Quand les gardiens du Mur ameutèrent la police et que celle-ci vit que ce n’était pas une vulgaire rabbine, une petite vedette de la criaille médiatique, et que ce n’était rien moins que « la juive la plus connue au monde », une icône de l’humanité, une personnalité intouchable, elle ne sut que faire. Elle attendit des instructions et celles-ci ne tardèrent pas à arriver : « La nuit venue, elle rentrera d’elle-même à son hôtel. » La nuit venue, ses partisans lui avaient fourni un matelas, un oreiller, une lampe et des chants liturgiques dont elle se berçait continûment, de toutes les religions, en toutes les langues. Elle se garda de déclarations fracassantes ; elle repoussa les demandes d’interviews ; elle dissuadait les photos. Le lendemain, c’était toute la classe politique qui était en émoi ; elle ne pouvait se permettre un scandale qui échapperait très vite à tout contrôle. Sitôt que la nouvelle se répandrait, tous les médias du monde accourraient pour couvrir une manifestation qui risquait d’être la plus sensationnelle depuis la campagne de non-violence de Gandhi et la marche de Luther King. Sans compter que bientôt les masses d’étudiants intégristes casernés dans leurs académies accourraient pour « libérer le Mur pris en otage par une traînée qui priait sans distinction et sans dignité tous les dieux des nations ».
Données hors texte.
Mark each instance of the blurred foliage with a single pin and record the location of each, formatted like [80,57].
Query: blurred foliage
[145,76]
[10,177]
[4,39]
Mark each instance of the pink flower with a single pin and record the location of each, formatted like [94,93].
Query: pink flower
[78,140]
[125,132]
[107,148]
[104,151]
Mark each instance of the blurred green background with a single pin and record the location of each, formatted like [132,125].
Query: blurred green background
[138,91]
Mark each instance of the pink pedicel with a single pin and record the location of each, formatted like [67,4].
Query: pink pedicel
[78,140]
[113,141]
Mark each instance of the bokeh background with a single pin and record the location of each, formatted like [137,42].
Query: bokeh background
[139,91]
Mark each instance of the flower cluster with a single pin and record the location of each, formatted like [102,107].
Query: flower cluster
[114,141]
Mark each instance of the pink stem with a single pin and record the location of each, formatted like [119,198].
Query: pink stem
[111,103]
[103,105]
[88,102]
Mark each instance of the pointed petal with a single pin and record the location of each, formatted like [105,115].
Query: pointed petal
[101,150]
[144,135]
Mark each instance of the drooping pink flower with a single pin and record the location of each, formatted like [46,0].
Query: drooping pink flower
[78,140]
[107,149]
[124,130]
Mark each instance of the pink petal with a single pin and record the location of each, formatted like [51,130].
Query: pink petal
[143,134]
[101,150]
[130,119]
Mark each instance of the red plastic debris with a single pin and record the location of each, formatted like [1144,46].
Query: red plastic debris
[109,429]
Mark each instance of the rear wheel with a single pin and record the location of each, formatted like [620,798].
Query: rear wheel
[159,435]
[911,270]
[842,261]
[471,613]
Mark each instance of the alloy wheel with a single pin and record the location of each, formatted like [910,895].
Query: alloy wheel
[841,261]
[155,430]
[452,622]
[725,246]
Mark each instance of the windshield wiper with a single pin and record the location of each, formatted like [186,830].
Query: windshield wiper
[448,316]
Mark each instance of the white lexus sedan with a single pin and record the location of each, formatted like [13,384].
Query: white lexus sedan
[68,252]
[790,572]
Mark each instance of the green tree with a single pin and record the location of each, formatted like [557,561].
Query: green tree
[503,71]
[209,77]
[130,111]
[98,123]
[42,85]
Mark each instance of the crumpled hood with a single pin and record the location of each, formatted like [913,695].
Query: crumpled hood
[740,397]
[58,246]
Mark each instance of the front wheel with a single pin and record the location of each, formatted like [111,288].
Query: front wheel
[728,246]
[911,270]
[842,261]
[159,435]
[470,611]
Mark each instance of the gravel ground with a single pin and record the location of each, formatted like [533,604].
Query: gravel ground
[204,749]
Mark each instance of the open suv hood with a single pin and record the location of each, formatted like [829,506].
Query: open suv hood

On lui dépêcha un conseiller du Premier ministre pour l’entretenir des répercussions géopolitiques d’une manifestation qui n’était pas à son honneur. Bientôt c’était le Premier ministre en personne qui se dérangeait pour tenter de la raisonner. Elle l’écouta patiemment, lui marquant tous les égards protocolaires, et quand il termina de lui servir un des sermons dont il avait le secret pour abuser les libéraux et sauver sa coalition qui reposait sur les intégristes, elle répondit :
« Je ne bougerai pas d’ici tant qu’on ne m’autorisera pas de prier comme je le sens et l’entends. Ce mur n’est pas la propriété d’une secte ou d’une autre, mais de Dieu. »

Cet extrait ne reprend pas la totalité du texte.